Zwiespältiges Quartiersmanagement
Eine ganze besondere Rolle für den Wandel kommt dem Verein „Kiezbezogener Netzwerkaufbau“ zu. Er organisiert regelmäßige Fußballspiele von Kindern und Jugendlichen aus dem Kiez mit Polizeibeamt/innen des örtlichen Polizeiabschnitts 36, um Vertrauen zwischen Polizei und Kids aus dem Viertel aufzubauen und das vermeintlich „polizeifeindliche Klima“ im Kiez zu befrieden. Einmal im Jahr dürfen Kinder aus dem Quartier sogar in Mannschaftswägen, die sonst im Kiez patrouillieren, zu einem großen Fußballturnier fahren. Das Projekt erhielt bundesweit Aufmerksamkeit und brachte den Soldiner Kiez als „Vorzeigequartier“ in die Schlagzeilen.
Das dürfte ganz im Sinne der Bezirkspolitik sein, die seit Jahren versucht, das Quartier aufzuwerten, um neue, zahlungskräftigere Bewohner/innen anzuziehen. So wurde der Kiez rund um die Soldiner Straße 1999 zu einem der ersten Quartiersmanagementgebiete in Berlin, wobei die zwiespältige Rolle der „QMs“ zwischen dem Aufbau von sinnvollen Unterstützungsangeboten für die Anwohner/innen und der sozialen Absicherung von Aufwertungsprozessen schon vielfach analysiert wurde. Das zeigt sich auch im „integrierten Handlungs- und Entwicklungskonzept 2019-21“ für das QM-Gebiet Soldiner Straße/Wollankstraße. Darin werden als „Worst Case“-Szenarien für die Kiezentwicklung unter anderen „Gentrifizierung“ und „Aufwertung“ genannt, gleichzeitig eine „gute soziale Durchmischung“ und „vom drittletzten Platz in der Sozialstatistik nach oben rutschen“ als „Best Case“ Szenarien aufgeführt.
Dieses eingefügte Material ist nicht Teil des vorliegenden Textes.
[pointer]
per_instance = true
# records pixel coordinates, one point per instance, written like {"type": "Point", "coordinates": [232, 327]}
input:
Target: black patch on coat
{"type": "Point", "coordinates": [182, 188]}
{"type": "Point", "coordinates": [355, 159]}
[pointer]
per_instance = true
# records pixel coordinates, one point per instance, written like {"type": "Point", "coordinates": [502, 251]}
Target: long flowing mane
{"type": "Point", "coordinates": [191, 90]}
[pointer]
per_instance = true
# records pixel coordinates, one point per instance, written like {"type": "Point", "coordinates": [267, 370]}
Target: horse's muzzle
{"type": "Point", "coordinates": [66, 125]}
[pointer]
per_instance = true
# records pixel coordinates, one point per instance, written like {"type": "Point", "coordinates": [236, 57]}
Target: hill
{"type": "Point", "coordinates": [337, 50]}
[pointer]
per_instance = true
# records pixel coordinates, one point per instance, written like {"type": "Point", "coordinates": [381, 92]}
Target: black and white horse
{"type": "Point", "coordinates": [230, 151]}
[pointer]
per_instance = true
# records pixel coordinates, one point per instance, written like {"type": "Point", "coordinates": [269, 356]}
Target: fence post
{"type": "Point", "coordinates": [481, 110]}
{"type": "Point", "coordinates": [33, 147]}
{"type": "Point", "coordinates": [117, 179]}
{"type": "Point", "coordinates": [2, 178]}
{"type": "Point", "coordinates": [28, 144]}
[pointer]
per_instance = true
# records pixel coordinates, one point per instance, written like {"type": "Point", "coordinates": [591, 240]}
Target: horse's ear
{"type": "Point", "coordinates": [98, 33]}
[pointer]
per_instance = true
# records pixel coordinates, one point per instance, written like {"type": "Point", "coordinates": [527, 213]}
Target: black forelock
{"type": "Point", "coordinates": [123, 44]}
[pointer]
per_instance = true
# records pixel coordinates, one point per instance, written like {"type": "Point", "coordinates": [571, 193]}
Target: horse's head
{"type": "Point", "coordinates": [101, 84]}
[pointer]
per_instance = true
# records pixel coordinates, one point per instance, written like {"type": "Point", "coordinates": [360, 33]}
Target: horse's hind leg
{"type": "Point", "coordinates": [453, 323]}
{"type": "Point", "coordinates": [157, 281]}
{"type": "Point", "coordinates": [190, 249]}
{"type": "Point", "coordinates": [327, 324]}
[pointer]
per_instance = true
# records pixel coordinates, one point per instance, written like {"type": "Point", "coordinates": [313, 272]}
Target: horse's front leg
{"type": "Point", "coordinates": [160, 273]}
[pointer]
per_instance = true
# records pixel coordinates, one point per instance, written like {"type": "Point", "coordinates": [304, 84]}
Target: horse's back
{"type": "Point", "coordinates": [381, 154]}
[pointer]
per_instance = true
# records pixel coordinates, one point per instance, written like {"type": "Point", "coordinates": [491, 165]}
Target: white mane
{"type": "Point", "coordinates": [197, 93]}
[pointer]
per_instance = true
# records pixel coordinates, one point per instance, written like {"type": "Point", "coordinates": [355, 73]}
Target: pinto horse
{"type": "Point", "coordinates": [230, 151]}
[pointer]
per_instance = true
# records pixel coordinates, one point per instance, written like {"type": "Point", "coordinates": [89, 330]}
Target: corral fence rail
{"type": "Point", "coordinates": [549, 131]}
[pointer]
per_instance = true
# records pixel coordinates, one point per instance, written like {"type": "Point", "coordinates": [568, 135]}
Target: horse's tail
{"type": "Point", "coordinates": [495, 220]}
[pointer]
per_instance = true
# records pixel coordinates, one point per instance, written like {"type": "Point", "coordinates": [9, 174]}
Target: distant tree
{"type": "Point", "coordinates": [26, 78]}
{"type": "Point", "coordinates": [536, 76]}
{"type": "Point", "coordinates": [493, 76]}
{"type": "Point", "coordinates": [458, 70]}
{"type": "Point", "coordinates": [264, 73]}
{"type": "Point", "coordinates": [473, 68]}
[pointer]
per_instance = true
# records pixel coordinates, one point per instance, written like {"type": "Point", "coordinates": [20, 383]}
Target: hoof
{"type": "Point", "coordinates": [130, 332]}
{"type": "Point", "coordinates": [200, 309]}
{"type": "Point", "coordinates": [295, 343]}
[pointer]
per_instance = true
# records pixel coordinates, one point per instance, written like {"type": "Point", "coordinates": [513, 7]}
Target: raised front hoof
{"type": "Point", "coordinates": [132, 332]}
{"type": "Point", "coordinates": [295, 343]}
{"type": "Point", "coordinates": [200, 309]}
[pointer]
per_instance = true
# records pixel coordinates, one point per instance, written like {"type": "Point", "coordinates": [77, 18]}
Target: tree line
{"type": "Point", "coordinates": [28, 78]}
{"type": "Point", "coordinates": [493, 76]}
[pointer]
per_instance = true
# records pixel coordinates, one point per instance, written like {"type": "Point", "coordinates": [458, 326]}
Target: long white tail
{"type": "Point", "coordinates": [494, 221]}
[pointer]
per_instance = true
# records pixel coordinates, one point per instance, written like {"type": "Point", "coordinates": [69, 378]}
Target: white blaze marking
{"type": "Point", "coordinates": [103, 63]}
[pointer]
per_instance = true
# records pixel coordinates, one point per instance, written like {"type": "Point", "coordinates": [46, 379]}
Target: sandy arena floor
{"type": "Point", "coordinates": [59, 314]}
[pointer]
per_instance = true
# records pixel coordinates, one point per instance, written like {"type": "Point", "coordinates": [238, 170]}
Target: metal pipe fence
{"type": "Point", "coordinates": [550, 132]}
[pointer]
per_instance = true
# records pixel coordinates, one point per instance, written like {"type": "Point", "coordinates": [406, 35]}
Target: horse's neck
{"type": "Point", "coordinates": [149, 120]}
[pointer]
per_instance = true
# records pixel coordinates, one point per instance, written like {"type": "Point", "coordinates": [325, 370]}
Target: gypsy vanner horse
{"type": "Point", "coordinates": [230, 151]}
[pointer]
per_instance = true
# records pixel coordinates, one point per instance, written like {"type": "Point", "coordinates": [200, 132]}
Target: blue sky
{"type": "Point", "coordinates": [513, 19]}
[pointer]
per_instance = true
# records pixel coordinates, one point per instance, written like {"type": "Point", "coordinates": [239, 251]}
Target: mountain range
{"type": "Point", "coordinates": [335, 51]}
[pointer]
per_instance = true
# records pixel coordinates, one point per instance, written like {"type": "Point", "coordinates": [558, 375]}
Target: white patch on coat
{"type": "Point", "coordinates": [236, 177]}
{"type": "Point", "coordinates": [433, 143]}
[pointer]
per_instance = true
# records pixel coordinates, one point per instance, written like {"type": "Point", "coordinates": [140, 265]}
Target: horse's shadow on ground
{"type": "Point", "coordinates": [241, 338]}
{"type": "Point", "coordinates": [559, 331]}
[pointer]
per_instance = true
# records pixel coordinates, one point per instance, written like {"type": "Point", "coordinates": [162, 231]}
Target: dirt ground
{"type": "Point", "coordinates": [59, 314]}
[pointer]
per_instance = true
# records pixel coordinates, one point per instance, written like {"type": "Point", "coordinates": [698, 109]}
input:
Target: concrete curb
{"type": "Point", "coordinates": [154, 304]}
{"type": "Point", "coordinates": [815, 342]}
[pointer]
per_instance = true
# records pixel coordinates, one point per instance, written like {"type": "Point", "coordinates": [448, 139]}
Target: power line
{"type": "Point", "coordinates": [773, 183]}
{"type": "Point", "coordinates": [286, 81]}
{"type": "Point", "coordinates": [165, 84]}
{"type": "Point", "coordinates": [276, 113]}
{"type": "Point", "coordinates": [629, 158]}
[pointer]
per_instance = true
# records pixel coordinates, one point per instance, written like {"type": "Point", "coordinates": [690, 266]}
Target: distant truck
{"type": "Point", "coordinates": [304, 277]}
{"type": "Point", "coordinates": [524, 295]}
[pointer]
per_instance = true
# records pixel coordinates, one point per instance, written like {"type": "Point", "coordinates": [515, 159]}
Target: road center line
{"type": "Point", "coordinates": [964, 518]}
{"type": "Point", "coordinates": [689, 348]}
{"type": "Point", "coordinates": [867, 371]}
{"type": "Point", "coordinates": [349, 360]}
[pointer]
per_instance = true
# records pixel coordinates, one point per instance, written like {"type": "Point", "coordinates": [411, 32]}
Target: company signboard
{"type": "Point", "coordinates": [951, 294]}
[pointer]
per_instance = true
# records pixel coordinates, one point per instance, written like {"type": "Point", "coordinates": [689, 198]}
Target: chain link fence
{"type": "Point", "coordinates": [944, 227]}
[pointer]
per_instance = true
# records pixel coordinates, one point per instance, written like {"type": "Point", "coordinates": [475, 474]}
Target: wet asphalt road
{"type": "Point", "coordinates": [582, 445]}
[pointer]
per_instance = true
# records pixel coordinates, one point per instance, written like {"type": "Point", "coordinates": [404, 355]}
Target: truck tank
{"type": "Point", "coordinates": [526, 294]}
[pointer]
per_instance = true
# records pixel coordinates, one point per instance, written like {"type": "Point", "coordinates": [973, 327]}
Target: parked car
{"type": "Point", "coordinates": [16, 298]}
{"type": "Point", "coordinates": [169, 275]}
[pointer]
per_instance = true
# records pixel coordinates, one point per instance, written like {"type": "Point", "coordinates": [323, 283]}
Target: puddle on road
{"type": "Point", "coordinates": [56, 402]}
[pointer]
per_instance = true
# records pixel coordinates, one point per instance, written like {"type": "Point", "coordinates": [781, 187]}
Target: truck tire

Einen Vorgeschmack, wohin die Reise für den Soldiner Kiez gehen könnte, bietet ein Blick auf die Verkehrsplanungen. Nachdem die Soldiner Straße zwischen 2018 und 2021 für 3,7 Millionen Euro grunderneuert wurde, will der Bezirk ab 2024 den „Panketrail“ an dem gleichnamigen Fluss zu einem Radschnellweg ausbauen. Die angrenzende Grüntaler Straße soll komplett zu einer Fahrradstraße werden. Im Sinne der Verkehrswende ist dieser Ausbau von Radverkehrsstrukturen dringend notwendig, jedoch lassen sich diese Maßnahmen nicht von der zunehmenden Aufwertung des Kiezes trennen. Noch zählt das Quartier durch die starke verkehrliche Belastung als einfache Wohnlage, das könnte sich durch die Zurückdrängung des Autoverkehrs jedoch ändern. Schließlich gehört es zu den Kennzeichen einer kapitalistisch organisierten Stadtentwicklung, dass Steigerungen der Lebensqualität die Verwertungsbedingungen für Wohnraum deutlich verbessern.